Dans le cadre de l'année thématique Nature 2023, le département de la Réserve de la bibliothèque Sainte-Geneviève présente un cycle d'expositions sur les herbiers naturels du XVIe au XVIIIe siècle.
La bibliothèque Sainte-Geneviève conserve plusieurs manuscrits du XVIIe siècle comportant des plantes séchées, précieux témoins de notre patrimoine naturel. La présence de ces spécimens végétaux permet de les qualifier d’« herbiers naturels », par opposition aux herbiers ou traités de botanique manuscrits ou imprimés illustrés de dessins, de gravures, d’aquarelles, ou, plus rarement, d’impressions végétales (ensemble de procédés destinés à obtenir une image d’un végétal par impression à partir du végétal lui-même). D’autres expressions ont également pu être utilisées pour désigner ce type d’herbiers : « herbiers historiques », « herbiers vifs », « herbiers secs » ou encore « jardins d’hiver ».
L’invention du procédé de fabrication de l’herbier est souvent attribuée à Lucas Ghini (1490-1566), médecin et botaniste italien dont le rôle dans l’évolution de la botanique dans la première moitié du XVIe siècle est essentiel. Cette dernière se détache alors peu à peu de la médecine pour devenir une discipline indépendante. Les bases d’une véritable science botanique sont fondées, les voyages d’exploration accélèrent la découverte de nouvelles plantes et les premiers jardins botaniques sont créés en Italie sur un modèle nouveau, destinés à la fois à l’enseignement et à la conservation des collections de plantes à des fins d’études. L’herbier de Lucas Ghini, conçu comme outil pédagogique mais aussi d’étude personnelle, n’a pas été conservé, contrairement à ceux de son ami Ulisse Aldrovandi (1522-1605) (3), créateur du jardin botanique de Bologne, de Félix Platter (1536-1614), médecin bâlois, ou encore de Jehan Girault, étudiant en médecine à Lyon dans les années 1550.
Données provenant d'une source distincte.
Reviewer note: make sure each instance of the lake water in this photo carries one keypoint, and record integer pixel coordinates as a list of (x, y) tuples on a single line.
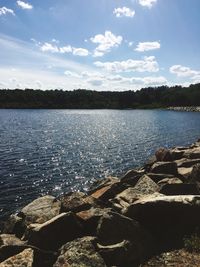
[(56, 151)]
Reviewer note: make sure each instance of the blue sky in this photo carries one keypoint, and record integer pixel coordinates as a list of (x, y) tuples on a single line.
[(99, 44)]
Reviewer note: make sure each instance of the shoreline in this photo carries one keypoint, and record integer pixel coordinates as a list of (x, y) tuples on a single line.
[(188, 109), (118, 222)]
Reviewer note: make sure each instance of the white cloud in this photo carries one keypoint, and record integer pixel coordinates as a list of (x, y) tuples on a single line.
[(95, 81), (106, 42), (182, 71), (148, 64), (4, 10), (48, 47), (82, 52), (65, 49), (147, 3), (24, 5), (123, 12), (160, 80), (147, 46), (72, 74)]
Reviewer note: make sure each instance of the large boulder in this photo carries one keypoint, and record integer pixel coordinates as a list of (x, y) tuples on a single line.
[(25, 259), (114, 228), (195, 173), (187, 163), (164, 167), (80, 253), (109, 191), (163, 154), (179, 189), (120, 254), (90, 219), (78, 201), (157, 177), (131, 177), (55, 232), (144, 186), (39, 211), (168, 218)]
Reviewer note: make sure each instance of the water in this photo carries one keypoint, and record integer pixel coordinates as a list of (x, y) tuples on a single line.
[(56, 151)]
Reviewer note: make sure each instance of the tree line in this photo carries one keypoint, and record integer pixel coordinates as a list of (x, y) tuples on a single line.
[(151, 97)]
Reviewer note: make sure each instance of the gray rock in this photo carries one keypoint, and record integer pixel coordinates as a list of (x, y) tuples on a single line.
[(179, 189), (170, 181), (78, 201), (54, 233), (90, 219), (163, 154), (157, 177), (164, 167), (25, 259), (144, 186), (41, 210), (168, 218), (80, 253), (132, 176), (187, 163), (195, 173), (120, 254), (114, 228)]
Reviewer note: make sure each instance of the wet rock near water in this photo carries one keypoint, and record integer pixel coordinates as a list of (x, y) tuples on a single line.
[(118, 222)]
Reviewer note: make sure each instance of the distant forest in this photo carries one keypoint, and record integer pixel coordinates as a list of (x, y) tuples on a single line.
[(152, 97)]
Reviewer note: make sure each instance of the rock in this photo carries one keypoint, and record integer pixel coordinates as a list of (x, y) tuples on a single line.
[(40, 210), (90, 219), (187, 163), (109, 191), (120, 254), (195, 173), (179, 189), (176, 154), (102, 183), (78, 201), (80, 253), (185, 172), (132, 176), (25, 259), (169, 181), (55, 232), (163, 154), (14, 225), (144, 186), (168, 218), (149, 163), (9, 246), (192, 153), (157, 177), (114, 228), (9, 240), (164, 167)]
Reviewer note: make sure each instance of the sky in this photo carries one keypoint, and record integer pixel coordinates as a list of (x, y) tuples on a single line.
[(113, 45)]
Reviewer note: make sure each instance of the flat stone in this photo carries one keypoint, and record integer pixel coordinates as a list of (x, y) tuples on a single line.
[(80, 253), (54, 233), (41, 210), (168, 218), (179, 189), (164, 167), (23, 259)]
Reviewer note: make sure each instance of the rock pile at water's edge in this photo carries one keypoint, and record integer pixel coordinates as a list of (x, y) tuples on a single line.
[(119, 222)]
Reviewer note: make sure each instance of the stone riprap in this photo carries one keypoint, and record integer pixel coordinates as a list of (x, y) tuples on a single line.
[(119, 222)]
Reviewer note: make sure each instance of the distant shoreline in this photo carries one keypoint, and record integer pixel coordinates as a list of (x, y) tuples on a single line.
[(188, 109)]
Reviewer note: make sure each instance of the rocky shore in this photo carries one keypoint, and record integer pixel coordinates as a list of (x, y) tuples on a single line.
[(189, 109), (119, 222)]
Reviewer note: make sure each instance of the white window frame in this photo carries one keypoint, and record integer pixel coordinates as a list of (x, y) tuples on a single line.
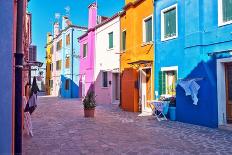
[(169, 69), (144, 28), (122, 41), (220, 15), (103, 79), (109, 39), (162, 22), (86, 50)]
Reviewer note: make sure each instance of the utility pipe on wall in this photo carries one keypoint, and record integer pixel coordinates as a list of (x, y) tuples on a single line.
[(18, 76)]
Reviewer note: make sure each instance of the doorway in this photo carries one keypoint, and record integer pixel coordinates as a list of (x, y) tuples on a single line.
[(228, 78), (145, 90), (115, 87)]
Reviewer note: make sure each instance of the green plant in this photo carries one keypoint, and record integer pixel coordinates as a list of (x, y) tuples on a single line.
[(89, 101)]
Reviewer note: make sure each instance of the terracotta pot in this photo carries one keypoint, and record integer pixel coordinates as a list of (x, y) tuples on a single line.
[(89, 112)]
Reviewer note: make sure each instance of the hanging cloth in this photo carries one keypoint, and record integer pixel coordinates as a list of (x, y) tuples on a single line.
[(191, 88)]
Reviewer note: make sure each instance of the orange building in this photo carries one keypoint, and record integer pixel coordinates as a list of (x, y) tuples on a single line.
[(137, 55)]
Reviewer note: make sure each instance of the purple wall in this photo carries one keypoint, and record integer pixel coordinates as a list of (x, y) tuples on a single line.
[(87, 63)]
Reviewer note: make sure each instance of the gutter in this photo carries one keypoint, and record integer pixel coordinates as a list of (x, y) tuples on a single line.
[(18, 77), (72, 67)]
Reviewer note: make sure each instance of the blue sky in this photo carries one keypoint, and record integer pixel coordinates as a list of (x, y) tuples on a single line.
[(43, 15)]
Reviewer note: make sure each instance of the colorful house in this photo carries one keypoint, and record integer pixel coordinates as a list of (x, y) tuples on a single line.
[(99, 64), (137, 55), (14, 74), (107, 58), (195, 46), (65, 59), (87, 53), (49, 52)]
Les herbiers anciens ne se ressemblent pas tous. Ceux qui sont exposés ici se présentent sous la forme de livres reliés ou de cahiers cousus : ce type d’herbier interdit tout reclassement ou échange des spécimens, contrairement aux herbiers en liasses ou en planches dont l’usage scientifique semble plus manifeste. Il existe également différents types de montage des végétaux collectés et séchés sur le support : ils peuvent être collés en plein ou par quelques points de colle seulement, cousus, fixés par des bandelettes de montage ou par des épingles ou encore insérés dans une fente pratiquée dans le support lui-même.
Contrairement aux herbiers modernes, les herbiers de la Renaissance ne donnent que très peu d’informations sur les conditions de la collecte (auteur, date, lieu…), et même pas toujours le nom des spécimens. Lorsque ce dernier est présent, il peut être donné en latin, en grec et/ou en langue vernaculaire selon les cas. La collection est parfois organisée par ordre alphabétique mais, le plus souvent, il est impossible d’identifier le principe de classement. La pratique évolue dans ce domaine, parallèlement à l’apparition des premières classifications méthodiques des végétaux au tournant des XVIIe et XVIIIe siècles qui servent à certains botanistes pour classer leur considérable matériel d’herbier.